Doug Scharenguivel
- Full name: Douglas Herman Scharenguivel
- Country (sports): Ceylon
- Born: 23 July 1918 Ceylon
- Died: 10 July 1995 (aged 76) Bristol, England

Singles
- Career titles: 9

Grand Slam singles results
- Wimbledon: 2R (1950, 1952, 1954)

Grand Slam doubles results
- Wimbledon: 2R (1951, 1952, 1953)

Grand Slam mixed doubles results
- Wimbledon: 3R (1951)

= Doug Scharenguivel =

Douglas Herman Scharenguivel (23 July 1918 — 10 July 1995) was a British-Sri Lankan tennis player.

Scharenguivel grew up in what was then British Ceylon, where he was a junior tennis champion.
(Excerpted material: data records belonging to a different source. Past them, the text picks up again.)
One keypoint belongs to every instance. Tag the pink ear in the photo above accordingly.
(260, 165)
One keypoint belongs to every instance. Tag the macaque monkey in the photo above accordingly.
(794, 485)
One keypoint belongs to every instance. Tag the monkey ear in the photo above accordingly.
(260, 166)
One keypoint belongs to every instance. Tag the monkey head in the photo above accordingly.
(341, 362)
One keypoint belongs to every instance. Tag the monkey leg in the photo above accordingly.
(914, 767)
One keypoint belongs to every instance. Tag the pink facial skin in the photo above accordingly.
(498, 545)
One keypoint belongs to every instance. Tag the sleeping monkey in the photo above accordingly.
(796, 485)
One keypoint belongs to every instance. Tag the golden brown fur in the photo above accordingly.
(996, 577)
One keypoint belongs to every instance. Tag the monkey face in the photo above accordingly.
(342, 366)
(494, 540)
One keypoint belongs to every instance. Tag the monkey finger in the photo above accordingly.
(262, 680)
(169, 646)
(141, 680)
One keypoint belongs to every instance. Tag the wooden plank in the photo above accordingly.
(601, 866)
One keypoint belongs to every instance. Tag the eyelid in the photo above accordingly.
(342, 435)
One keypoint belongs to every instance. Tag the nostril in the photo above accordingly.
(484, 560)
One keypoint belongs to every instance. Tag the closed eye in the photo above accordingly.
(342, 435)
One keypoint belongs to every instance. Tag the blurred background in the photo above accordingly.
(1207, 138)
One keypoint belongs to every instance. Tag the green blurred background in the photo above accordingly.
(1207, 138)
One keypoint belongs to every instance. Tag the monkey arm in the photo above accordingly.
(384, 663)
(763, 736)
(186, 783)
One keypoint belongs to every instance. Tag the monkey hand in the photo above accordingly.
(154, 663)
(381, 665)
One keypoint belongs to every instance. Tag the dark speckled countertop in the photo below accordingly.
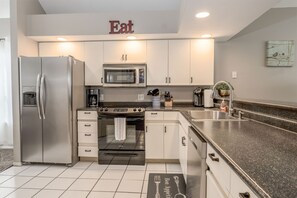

Post-war he moved to Bristol to complete his studies and found work as a civil engineer, living during this time in the town of Filton.

A Gloucestershire county captain, Scharenguivel reached the singles second round at Wimbledon on three occasions, was a two-time Exmouth Open singles champion and won the West of England Championships in doubles. He won the singles title at the Bath Open, every year from 1947 to 1952. In 1953 he was called up to the Ceylon Davis Cup team for the country's debut tournament appearance and played a tie against the Netherlands in Scheveningen.